Professional speakers, like most people, want a lot of things. Good work opportunities, true love, and parking spaces whenever they’re needed come to mind, and that’s just for starters. Then there are some things speakers want that most people would find quixotic, to say the least. Speakers want an endless supply of gigs; most people would find that really, really hard work. Speakers want all eyes upon them, and by all, I mean thousands and thousands of eyes; most people would find that unnerving. And speakers want people to stand up and cheer when they’re done speaking; most people would find that a bit over the top.
If you’re still reading, and thinking to yourself, yes, I am that speaker, then you need to swallow a few difficult truths that don’t quite apply to the rest of the world. Here they are, then: five difficult truths that speakers must learn to be successful.
1.You have complete choice – and complete responsibility – for the first few minutes of a talk. Those framing moments are yours. If the speech doesn’t go well because it didn’t start well, the fault is entirely yours. Audience can cause problems in various ways, and be difficult at various times, but the opening is yours.
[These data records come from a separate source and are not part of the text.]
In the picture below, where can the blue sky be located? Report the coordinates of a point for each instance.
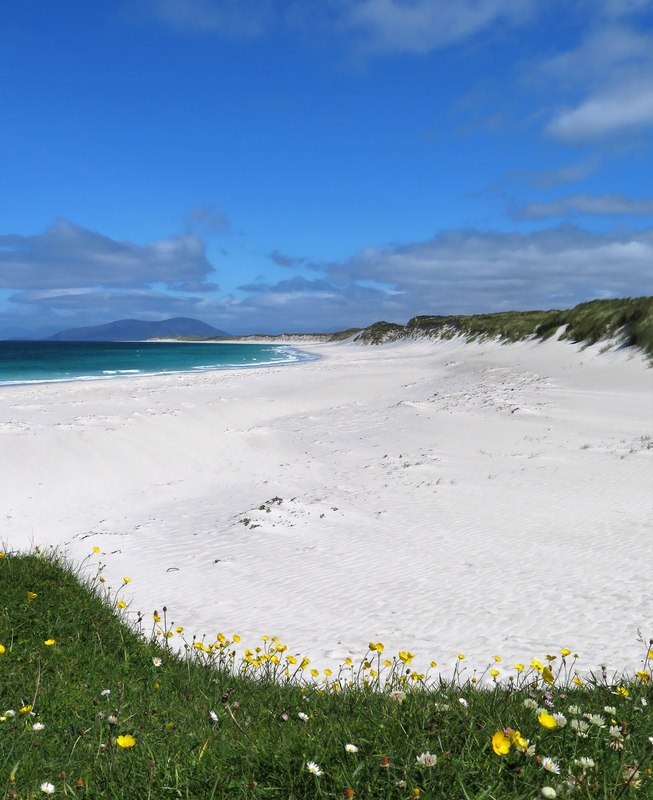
(269, 165)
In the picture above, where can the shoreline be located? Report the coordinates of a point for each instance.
(439, 497)
(295, 356)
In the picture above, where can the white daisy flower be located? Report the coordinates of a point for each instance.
(581, 727)
(595, 719)
(550, 765)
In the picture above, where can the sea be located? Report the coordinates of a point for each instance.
(51, 362)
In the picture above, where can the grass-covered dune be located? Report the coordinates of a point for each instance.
(629, 320)
(93, 706)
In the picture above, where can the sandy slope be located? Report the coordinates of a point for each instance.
(439, 497)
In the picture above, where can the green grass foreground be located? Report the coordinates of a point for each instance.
(91, 707)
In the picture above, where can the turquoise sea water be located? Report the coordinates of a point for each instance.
(47, 362)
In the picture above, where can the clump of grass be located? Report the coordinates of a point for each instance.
(629, 320)
(94, 706)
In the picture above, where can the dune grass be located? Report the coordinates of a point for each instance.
(628, 320)
(98, 702)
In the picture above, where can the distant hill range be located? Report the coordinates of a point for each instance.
(136, 330)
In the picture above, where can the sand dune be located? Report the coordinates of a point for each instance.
(440, 497)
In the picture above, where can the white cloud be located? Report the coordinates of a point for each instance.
(69, 256)
(226, 18)
(463, 271)
(419, 26)
(617, 111)
(609, 204)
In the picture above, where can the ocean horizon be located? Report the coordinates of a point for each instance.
(33, 362)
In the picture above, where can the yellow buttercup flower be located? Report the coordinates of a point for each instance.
(547, 676)
(546, 720)
(519, 741)
(500, 743)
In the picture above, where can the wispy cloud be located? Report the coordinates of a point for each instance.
(391, 26)
(282, 260)
(69, 256)
(209, 218)
(611, 74)
(463, 271)
(225, 18)
(606, 204)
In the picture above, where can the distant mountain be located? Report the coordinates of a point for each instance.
(135, 330)
(14, 333)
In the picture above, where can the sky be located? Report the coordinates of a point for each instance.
(314, 165)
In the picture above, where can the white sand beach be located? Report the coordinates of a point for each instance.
(439, 497)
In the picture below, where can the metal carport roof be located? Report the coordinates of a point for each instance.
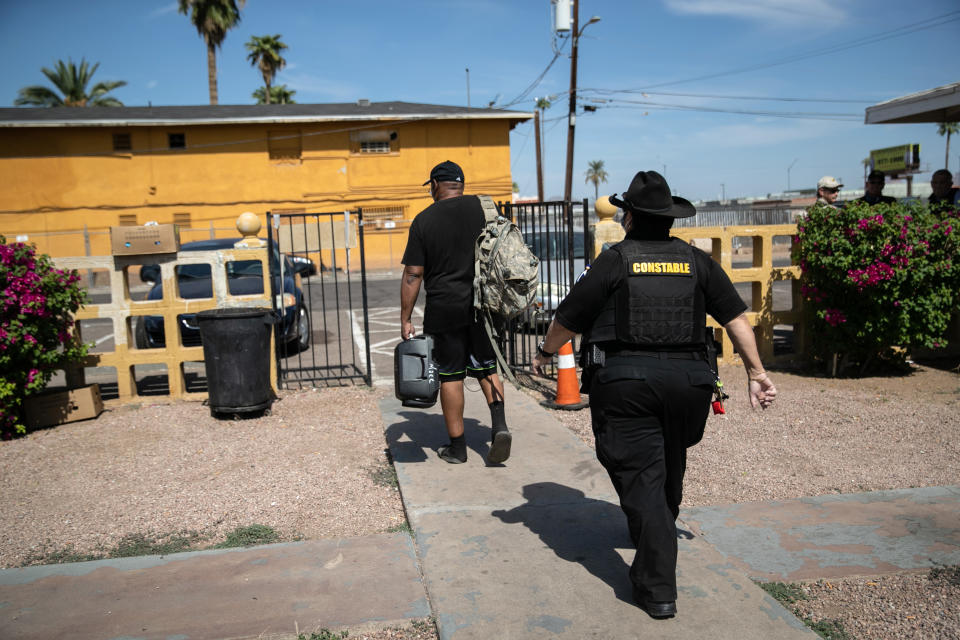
(941, 104)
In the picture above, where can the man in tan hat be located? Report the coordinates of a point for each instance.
(828, 190)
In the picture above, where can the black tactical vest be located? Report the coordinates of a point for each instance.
(659, 305)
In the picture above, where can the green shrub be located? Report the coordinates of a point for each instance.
(877, 277)
(38, 334)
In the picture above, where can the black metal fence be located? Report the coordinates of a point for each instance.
(560, 234)
(321, 248)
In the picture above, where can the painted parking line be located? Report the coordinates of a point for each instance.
(383, 321)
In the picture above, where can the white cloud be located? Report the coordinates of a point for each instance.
(164, 10)
(776, 11)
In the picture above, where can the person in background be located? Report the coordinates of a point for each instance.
(642, 311)
(944, 193)
(873, 189)
(828, 190)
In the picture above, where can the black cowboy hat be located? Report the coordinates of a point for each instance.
(649, 193)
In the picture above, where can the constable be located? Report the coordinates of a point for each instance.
(641, 309)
If you choose to waste it by babbling about Schenectady, thinking that you’re connecting in some way with the audience in front of you – that’s your fault. That’s not the audience. Use the opening well – or take the blame for what happens next.
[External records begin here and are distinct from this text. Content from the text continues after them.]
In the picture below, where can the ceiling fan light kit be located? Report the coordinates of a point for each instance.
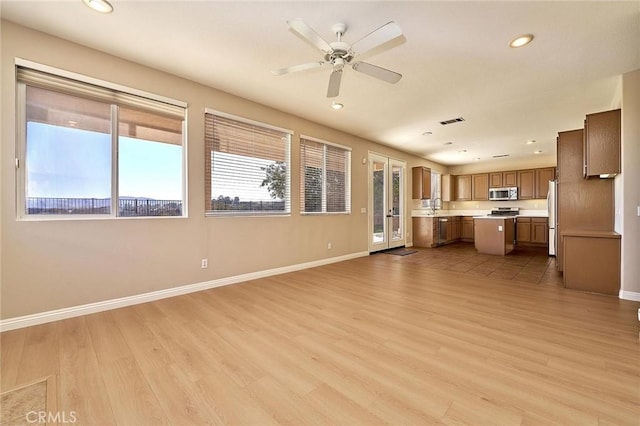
(339, 53)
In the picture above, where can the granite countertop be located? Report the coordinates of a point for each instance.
(473, 213)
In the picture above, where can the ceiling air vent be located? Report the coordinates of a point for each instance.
(451, 121)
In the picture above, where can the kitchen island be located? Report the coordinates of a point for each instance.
(494, 235)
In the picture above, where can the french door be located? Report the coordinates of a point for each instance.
(386, 202)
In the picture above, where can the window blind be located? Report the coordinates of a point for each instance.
(325, 177)
(246, 167)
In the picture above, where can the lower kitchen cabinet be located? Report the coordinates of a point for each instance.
(425, 231)
(532, 230)
(592, 261)
(467, 229)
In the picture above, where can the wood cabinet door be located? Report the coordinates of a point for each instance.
(523, 230)
(463, 187)
(510, 179)
(495, 180)
(480, 187)
(539, 231)
(543, 176)
(467, 229)
(526, 184)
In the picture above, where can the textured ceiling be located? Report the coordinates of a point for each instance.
(454, 58)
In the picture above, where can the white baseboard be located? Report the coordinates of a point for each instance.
(629, 295)
(91, 308)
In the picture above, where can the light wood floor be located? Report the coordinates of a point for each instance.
(375, 340)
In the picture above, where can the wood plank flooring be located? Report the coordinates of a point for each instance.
(376, 340)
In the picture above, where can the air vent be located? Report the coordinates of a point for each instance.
(451, 121)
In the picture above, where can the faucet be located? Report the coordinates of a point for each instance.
(434, 204)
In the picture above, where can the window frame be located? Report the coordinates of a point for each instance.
(208, 172)
(347, 185)
(100, 85)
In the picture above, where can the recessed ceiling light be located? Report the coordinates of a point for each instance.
(102, 6)
(520, 41)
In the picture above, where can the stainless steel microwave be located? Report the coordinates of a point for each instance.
(503, 194)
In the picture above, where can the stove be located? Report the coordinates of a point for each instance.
(505, 211)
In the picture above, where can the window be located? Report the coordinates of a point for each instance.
(325, 177)
(247, 167)
(87, 150)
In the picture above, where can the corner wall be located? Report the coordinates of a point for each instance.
(630, 177)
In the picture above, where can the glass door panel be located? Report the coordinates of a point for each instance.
(386, 206)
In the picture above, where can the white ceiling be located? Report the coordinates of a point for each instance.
(453, 56)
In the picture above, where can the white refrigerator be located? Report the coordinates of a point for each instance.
(552, 207)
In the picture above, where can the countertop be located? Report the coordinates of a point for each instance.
(473, 213)
(590, 233)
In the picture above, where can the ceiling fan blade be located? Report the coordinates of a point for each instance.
(334, 84)
(377, 72)
(307, 32)
(296, 68)
(385, 33)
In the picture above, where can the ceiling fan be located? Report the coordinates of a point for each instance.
(339, 54)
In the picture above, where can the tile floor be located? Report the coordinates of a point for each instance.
(525, 264)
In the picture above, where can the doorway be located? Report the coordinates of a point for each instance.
(386, 202)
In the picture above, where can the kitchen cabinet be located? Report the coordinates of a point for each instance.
(601, 144)
(448, 188)
(526, 184)
(467, 229)
(539, 230)
(543, 176)
(425, 231)
(592, 261)
(421, 183)
(463, 187)
(494, 235)
(480, 187)
(523, 230)
(503, 179)
(509, 179)
(532, 230)
(586, 204)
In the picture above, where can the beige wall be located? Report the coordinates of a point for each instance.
(630, 178)
(49, 265)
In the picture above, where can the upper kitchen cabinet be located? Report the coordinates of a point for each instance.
(526, 184)
(421, 183)
(463, 187)
(480, 187)
(543, 176)
(602, 136)
(503, 179)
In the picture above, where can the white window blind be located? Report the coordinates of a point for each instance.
(247, 168)
(325, 177)
(88, 150)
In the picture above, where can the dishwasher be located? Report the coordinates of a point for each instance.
(442, 230)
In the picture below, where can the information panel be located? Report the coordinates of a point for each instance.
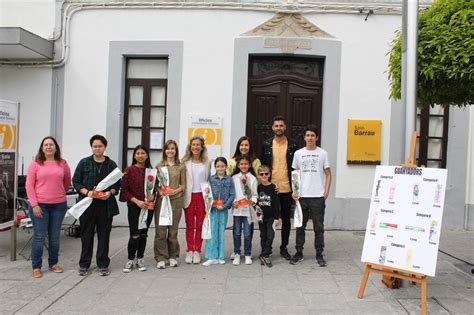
(8, 146)
(405, 216)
2.You have to rise above all the rotten luck and dealing that you’re going to experience along your journey to stardom. Speakers want to blame the meeting organizer, or the tech, or the tech people, or the time of day, or the sight lines, or the layout of the room that has you with your back to half the audience – but the truth is all of that is simply table stakes. It’s the given, and you have to rise above it. Make it work. No whining.
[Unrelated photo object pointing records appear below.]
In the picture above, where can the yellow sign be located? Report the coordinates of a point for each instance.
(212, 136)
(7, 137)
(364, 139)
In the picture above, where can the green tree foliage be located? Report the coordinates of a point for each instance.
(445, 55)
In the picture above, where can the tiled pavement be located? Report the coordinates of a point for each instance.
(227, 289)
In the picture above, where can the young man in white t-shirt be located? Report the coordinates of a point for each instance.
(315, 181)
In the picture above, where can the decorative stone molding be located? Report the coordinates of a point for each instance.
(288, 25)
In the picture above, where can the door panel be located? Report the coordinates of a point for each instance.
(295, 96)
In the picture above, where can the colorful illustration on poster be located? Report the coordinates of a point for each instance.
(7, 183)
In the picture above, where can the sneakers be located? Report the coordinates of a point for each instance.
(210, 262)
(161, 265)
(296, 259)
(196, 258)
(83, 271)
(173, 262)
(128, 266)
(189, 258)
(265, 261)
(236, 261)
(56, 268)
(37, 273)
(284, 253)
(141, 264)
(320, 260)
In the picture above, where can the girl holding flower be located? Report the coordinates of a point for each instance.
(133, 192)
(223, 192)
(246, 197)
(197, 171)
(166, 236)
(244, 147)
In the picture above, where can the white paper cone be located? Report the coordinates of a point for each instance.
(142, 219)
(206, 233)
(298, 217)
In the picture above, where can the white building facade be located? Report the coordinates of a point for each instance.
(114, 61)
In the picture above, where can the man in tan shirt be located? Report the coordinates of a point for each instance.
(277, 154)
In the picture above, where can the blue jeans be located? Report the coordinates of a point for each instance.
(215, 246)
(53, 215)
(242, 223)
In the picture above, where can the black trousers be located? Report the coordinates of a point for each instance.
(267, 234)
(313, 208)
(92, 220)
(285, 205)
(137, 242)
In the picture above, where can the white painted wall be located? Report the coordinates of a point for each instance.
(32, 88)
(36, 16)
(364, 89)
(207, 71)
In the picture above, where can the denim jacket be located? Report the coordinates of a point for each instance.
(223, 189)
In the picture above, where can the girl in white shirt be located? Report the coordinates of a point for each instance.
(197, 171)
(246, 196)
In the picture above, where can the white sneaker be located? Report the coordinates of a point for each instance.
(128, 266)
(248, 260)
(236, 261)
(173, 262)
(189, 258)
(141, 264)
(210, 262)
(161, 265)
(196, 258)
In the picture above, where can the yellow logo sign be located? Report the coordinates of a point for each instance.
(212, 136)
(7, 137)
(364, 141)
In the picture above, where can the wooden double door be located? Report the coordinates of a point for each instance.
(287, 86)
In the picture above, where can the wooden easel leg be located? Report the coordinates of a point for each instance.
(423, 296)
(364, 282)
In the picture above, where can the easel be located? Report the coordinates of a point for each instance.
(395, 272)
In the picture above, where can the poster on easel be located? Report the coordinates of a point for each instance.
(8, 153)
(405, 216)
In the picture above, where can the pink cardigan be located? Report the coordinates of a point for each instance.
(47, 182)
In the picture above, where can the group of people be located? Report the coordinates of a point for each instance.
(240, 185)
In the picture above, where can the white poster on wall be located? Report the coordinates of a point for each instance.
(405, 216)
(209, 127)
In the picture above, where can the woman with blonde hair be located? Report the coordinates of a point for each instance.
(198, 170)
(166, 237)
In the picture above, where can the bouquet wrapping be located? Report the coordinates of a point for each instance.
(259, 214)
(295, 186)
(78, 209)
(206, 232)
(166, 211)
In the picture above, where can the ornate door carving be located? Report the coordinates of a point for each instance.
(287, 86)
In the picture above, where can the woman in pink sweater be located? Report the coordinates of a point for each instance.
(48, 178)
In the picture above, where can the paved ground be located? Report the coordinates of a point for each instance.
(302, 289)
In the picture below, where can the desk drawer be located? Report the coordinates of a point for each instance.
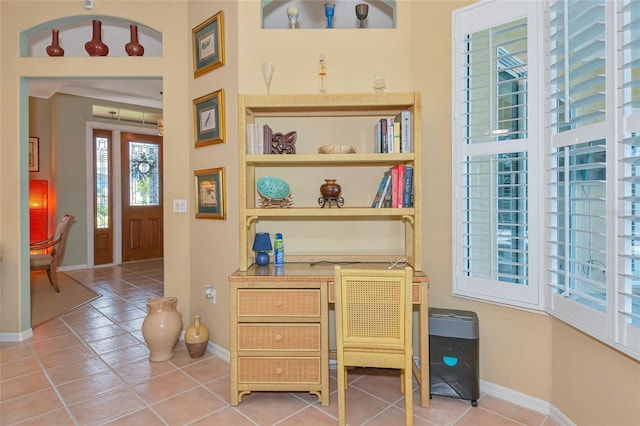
(291, 337)
(278, 370)
(279, 303)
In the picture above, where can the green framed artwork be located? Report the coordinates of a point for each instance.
(208, 45)
(210, 193)
(208, 119)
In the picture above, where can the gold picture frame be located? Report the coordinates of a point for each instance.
(208, 45)
(210, 193)
(208, 119)
(34, 154)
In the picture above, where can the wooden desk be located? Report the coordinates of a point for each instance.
(280, 329)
3.Your time will come and go. This is one of the hardest truths for speakers to accept. Your ideas on leadership, or social media, or creativity – those have their day. They fit best to a particular audience, era, region, set of circumstances, and time. Just as your day has arrived, it will pass, and your job is to retire gracefully from the stage just before that passing. There’s nothing sadder than a speaker talking to an audience that no longer exists, leaving the actual audience in front of him wondering what the point is. Don’t be one of those rock and roll singers who croaks out one last golden oldie to a dwindling audience of nostalgics.
4.Not everyone is going to like you. In fact, that’s a sign of success. If you’re truly saying something unique and worthwhile, then some people are going to be upset by it. If everyone agrees, well then, you’re not saying anything new or worth hearing. Someone famous once said that you’re measured by your enemies, not by your friends. Know who your enemies are, and delight in them.
5.A pro learns from everyone and everything. Once you’re a star, then your obligation to listen to your audience doesn’t go away. Rather, it intensifies. Your audience is there to keep you real as well as to applaud your every utterance. If you stop listening you will become that diva that everyone despises, and who ultimately becomes irrelevant. Keep going by keeping it real.
Are you a pro, or destined to be one? You know who you are. Take these truths to heart and avoid the trap of emptiness that success can bring.